それでもバカ正直に自分の信念を理由に人が利する行為を行うのは、一つに嫌われたくないという気持ちがあり、もう一つには自分の考えを曲げたくないという頑固さでもある。いじめられているようなケースを考えれば、もはや人が良いという状況ではなく脅迫による行動規制と考えた方が良いのでここでは範疇に加えないが、自分の居場所を作るために周囲に媚びて良い人を演じているケースもあるだろう。
受動的なものであるか能動的なものであるかは別にして、最終的には自分がそれにより満足感を感じるということだと思う。

あるいは別の面を考えれば、人との関わりの深さと言うことでも見ることが出来る。人との関わりを現状以上に必要としなければ、良い人を演じる必要性は生じない。ところが、常に現状以上の人との関わりを求めようとする人は、現状既に多くの友人がいたとしても更なる関係性の深さを求めてお人好しになる。
私達の普段の生活でも「内弁慶」なんて言葉がよく使われるが、甘えとして捉えられることも多いが、より深いあるいは広い関わりを求める場合には人はお人好しになりやすく、それを求めない場合にはお人好しである必要性が薄れるのだ。

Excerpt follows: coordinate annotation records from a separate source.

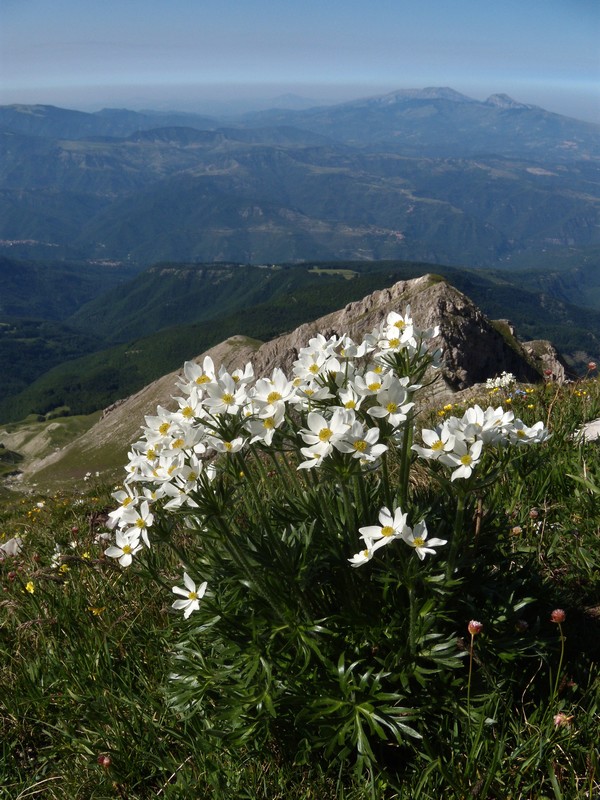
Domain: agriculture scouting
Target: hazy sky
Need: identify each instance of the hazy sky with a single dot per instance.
(186, 53)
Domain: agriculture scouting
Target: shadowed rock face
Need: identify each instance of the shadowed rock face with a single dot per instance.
(473, 348)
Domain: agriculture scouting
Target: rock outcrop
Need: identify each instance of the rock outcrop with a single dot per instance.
(474, 349)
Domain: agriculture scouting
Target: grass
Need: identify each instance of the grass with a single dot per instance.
(86, 650)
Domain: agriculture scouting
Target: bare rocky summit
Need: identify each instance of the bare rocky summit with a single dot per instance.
(474, 349)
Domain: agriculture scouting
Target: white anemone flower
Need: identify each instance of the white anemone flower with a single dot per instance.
(124, 549)
(360, 443)
(191, 596)
(417, 538)
(358, 559)
(464, 457)
(392, 404)
(436, 442)
(12, 547)
(392, 525)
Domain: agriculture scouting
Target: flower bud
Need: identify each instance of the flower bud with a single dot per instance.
(562, 720)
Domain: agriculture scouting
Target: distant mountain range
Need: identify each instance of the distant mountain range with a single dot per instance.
(130, 334)
(428, 175)
(130, 241)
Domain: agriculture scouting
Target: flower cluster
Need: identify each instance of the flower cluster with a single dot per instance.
(344, 406)
(503, 381)
(393, 526)
(459, 443)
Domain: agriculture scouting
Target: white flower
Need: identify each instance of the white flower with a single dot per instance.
(417, 538)
(125, 548)
(438, 441)
(463, 457)
(12, 547)
(361, 444)
(392, 403)
(192, 594)
(391, 527)
(361, 558)
(519, 433)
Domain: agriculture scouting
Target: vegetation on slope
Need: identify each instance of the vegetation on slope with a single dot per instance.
(87, 652)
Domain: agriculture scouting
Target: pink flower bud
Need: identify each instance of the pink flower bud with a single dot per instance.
(562, 720)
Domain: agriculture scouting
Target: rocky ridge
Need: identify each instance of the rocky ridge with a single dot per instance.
(474, 349)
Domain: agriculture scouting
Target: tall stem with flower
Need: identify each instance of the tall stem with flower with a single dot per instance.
(273, 480)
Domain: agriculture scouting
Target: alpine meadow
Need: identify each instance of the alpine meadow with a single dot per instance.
(300, 452)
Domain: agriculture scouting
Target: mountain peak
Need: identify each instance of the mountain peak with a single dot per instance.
(504, 101)
(428, 93)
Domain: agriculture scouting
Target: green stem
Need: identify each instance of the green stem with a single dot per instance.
(457, 534)
(412, 619)
(405, 457)
(469, 680)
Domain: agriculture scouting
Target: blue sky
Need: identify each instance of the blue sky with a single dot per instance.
(195, 54)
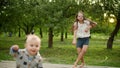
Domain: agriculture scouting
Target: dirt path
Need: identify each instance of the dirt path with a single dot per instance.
(11, 64)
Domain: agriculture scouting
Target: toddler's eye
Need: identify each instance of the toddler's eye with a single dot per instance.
(31, 45)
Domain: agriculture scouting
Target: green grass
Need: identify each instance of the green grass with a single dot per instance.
(65, 52)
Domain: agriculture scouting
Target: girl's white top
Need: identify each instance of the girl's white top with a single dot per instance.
(81, 29)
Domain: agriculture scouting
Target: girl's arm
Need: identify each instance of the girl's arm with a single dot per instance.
(92, 23)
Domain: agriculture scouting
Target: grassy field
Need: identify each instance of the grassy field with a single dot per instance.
(65, 52)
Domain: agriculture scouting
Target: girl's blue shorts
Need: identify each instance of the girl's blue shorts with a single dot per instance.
(82, 41)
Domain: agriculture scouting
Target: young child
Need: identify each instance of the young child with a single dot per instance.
(28, 57)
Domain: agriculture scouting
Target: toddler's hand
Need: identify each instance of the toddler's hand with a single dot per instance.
(15, 47)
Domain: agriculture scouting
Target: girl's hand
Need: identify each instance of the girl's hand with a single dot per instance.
(15, 47)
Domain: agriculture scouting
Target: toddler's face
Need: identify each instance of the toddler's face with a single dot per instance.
(80, 17)
(33, 47)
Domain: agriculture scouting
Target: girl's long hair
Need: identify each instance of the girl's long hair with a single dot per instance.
(74, 27)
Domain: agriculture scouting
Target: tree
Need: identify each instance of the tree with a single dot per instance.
(113, 7)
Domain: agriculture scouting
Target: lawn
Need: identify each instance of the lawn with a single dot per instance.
(65, 52)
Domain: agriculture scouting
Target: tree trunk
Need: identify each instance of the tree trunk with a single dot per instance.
(111, 38)
(41, 35)
(50, 40)
(62, 33)
(19, 33)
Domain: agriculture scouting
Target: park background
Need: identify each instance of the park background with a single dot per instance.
(52, 21)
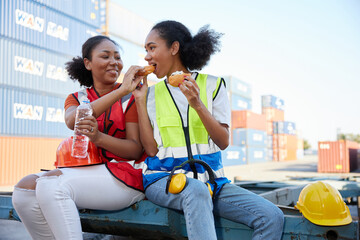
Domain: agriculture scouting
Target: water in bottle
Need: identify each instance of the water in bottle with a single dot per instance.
(80, 141)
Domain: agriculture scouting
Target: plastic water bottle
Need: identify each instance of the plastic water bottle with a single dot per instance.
(80, 141)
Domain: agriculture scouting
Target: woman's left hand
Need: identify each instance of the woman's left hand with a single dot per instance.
(191, 91)
(89, 127)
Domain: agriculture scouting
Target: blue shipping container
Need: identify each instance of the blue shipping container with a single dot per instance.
(233, 155)
(269, 141)
(256, 155)
(240, 103)
(131, 53)
(28, 114)
(284, 128)
(88, 11)
(272, 101)
(29, 67)
(269, 154)
(249, 137)
(235, 85)
(29, 22)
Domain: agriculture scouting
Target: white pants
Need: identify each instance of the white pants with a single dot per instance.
(51, 211)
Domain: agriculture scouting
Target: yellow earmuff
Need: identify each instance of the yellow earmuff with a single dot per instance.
(210, 190)
(178, 183)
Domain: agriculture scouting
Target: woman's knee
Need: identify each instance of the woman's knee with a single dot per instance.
(197, 190)
(28, 182)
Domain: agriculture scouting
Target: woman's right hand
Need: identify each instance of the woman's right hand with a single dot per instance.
(141, 91)
(131, 80)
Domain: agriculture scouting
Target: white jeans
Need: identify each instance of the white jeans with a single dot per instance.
(51, 211)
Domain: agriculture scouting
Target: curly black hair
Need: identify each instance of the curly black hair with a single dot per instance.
(76, 67)
(195, 51)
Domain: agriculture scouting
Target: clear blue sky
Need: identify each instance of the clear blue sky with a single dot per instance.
(306, 52)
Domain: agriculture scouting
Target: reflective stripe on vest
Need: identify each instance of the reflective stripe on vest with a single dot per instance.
(168, 118)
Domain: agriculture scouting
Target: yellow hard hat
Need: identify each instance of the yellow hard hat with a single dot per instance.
(322, 204)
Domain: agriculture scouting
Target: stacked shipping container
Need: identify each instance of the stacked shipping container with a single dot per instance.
(248, 136)
(282, 134)
(37, 38)
(338, 156)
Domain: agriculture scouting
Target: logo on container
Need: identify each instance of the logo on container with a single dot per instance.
(28, 66)
(57, 31)
(54, 115)
(24, 111)
(258, 154)
(324, 146)
(56, 73)
(29, 21)
(257, 137)
(242, 104)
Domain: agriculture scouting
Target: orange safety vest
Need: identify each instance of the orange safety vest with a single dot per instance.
(129, 174)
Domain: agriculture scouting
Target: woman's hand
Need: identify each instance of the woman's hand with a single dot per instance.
(131, 79)
(141, 91)
(191, 91)
(89, 127)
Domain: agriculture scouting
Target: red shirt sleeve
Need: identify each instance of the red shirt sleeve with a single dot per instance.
(70, 101)
(131, 114)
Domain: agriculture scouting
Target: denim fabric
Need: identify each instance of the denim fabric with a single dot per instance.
(242, 206)
(233, 203)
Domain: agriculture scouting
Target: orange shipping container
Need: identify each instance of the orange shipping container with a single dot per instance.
(248, 119)
(300, 144)
(338, 156)
(287, 154)
(273, 114)
(20, 156)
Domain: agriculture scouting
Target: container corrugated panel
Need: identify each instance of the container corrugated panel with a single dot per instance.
(337, 156)
(256, 155)
(300, 154)
(249, 137)
(269, 141)
(25, 113)
(239, 103)
(233, 155)
(285, 141)
(287, 154)
(127, 25)
(248, 119)
(20, 156)
(29, 67)
(272, 101)
(29, 22)
(237, 86)
(273, 114)
(131, 53)
(300, 143)
(269, 128)
(284, 127)
(87, 11)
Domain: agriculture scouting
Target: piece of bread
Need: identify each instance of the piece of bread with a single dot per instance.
(146, 71)
(177, 78)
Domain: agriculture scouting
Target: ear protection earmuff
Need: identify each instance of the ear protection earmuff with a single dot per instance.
(177, 182)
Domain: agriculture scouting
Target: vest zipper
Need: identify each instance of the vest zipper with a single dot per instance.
(186, 134)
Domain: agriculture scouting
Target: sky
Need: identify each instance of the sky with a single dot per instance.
(306, 52)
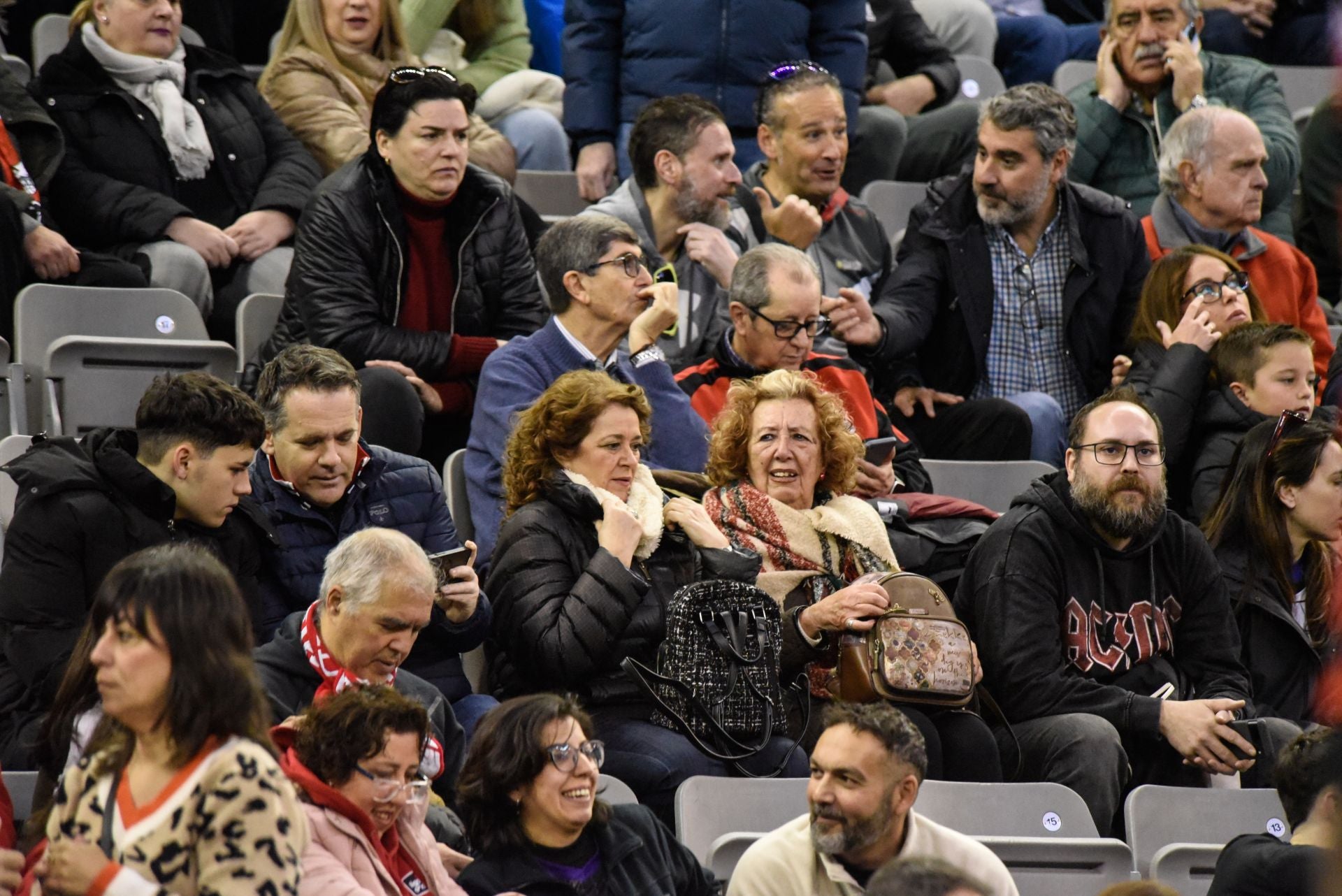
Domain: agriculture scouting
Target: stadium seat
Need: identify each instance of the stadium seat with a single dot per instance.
(454, 487)
(992, 483)
(893, 201)
(257, 317)
(51, 34)
(554, 195)
(97, 382)
(45, 313)
(1158, 816)
(1073, 73)
(615, 792)
(979, 80)
(1187, 867)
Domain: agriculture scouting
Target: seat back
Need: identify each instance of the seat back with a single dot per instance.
(10, 448)
(992, 483)
(979, 80)
(893, 201)
(1039, 809)
(454, 486)
(554, 195)
(707, 808)
(97, 382)
(615, 792)
(255, 321)
(1074, 73)
(1158, 816)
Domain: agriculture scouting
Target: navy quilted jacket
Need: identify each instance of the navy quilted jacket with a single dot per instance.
(621, 54)
(395, 491)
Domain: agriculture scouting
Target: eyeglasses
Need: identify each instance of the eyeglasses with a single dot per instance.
(1289, 420)
(633, 265)
(1111, 454)
(793, 67)
(565, 756)
(1213, 293)
(408, 74)
(388, 789)
(789, 329)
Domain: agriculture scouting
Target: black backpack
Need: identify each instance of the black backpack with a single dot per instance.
(717, 678)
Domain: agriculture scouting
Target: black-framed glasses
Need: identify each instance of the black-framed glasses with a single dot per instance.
(410, 74)
(565, 756)
(631, 262)
(1111, 454)
(1213, 291)
(1285, 424)
(793, 67)
(388, 789)
(789, 329)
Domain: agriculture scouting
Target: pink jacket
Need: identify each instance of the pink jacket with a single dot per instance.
(341, 862)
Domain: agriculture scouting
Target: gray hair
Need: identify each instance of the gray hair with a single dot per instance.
(364, 563)
(1190, 138)
(1188, 7)
(1037, 108)
(575, 245)
(923, 876)
(751, 277)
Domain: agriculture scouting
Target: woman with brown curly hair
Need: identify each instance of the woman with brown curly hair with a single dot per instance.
(586, 564)
(783, 458)
(1191, 299)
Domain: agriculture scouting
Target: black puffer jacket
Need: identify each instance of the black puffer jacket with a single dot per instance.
(117, 187)
(351, 270)
(567, 612)
(84, 507)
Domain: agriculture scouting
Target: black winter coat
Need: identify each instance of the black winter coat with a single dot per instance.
(351, 270)
(567, 612)
(1282, 662)
(117, 187)
(939, 303)
(639, 858)
(82, 509)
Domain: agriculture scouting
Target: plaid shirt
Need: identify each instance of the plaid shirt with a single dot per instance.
(1027, 349)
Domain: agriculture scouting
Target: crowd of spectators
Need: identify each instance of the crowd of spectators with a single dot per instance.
(239, 630)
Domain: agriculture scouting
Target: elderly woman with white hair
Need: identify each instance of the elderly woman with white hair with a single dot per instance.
(377, 593)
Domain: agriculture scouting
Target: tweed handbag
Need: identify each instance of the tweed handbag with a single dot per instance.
(717, 677)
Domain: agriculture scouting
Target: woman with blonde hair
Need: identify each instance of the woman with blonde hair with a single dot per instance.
(783, 459)
(589, 556)
(331, 61)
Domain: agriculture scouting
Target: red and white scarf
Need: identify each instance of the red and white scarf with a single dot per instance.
(336, 678)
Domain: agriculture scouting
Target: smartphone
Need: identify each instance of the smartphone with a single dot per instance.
(881, 451)
(447, 561)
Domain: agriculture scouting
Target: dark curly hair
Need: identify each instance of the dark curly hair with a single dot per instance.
(353, 726)
(506, 753)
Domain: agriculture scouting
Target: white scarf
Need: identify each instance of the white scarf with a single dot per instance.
(644, 503)
(159, 83)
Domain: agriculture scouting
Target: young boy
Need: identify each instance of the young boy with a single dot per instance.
(1260, 369)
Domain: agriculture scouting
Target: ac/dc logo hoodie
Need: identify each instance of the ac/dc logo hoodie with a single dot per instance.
(1067, 624)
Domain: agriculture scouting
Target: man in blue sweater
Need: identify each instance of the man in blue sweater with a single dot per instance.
(600, 290)
(319, 483)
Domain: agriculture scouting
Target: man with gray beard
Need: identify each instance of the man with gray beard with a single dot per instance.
(677, 203)
(1104, 626)
(1013, 284)
(865, 777)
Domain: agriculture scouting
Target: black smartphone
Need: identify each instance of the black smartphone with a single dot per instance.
(447, 561)
(881, 451)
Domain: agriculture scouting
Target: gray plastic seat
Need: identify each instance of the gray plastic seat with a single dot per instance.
(255, 321)
(1158, 816)
(97, 382)
(992, 483)
(979, 80)
(1073, 73)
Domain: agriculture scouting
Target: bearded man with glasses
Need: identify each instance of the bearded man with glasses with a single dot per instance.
(1105, 626)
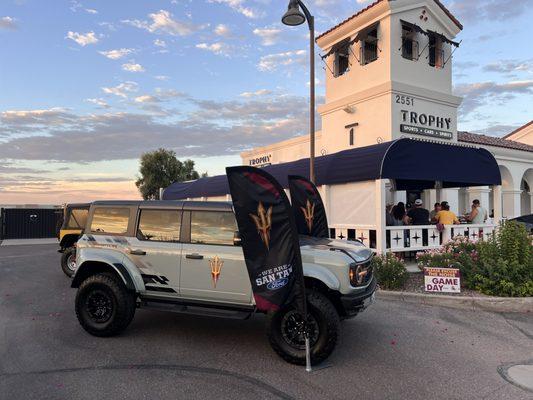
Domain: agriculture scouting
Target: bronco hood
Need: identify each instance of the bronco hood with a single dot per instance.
(354, 249)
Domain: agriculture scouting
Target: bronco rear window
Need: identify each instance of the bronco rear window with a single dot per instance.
(77, 218)
(110, 220)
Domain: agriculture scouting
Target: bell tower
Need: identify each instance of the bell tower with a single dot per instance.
(389, 75)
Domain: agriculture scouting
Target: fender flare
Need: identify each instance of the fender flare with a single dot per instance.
(125, 270)
(322, 274)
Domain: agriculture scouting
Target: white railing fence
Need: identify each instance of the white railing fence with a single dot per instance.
(411, 237)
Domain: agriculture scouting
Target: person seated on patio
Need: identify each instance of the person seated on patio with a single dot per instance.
(433, 213)
(418, 215)
(478, 215)
(398, 214)
(388, 215)
(445, 216)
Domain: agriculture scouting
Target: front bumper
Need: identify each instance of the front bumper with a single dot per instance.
(354, 303)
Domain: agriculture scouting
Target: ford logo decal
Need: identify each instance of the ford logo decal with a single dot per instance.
(277, 284)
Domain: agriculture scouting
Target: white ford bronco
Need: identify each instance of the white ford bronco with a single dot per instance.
(185, 256)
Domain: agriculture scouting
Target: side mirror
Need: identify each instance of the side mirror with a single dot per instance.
(237, 239)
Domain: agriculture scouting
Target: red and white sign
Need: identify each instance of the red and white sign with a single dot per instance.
(442, 280)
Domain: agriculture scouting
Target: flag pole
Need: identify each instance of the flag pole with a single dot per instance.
(307, 352)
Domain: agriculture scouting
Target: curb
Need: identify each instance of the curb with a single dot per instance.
(474, 303)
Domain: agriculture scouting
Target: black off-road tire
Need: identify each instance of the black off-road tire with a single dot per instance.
(66, 261)
(122, 303)
(327, 318)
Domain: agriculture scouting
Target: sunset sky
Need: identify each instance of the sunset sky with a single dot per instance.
(87, 86)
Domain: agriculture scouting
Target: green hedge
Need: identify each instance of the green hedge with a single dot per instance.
(500, 266)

仮にそうだとすれば、お人好しは愛されたいという感情が強いから生じる現象ではないだろうか。逆は必ずしも真ではないと思うが、欲求が強いほど多くの人との関わりあるいは特定の誰かとの深い関わりを望む。その方向性が幅広くのそれを求める場合に、お人好しという現象が生じてくるのだという気がしている。
だって、鳩山元総理は典型的な愛されたい症候群ではないか。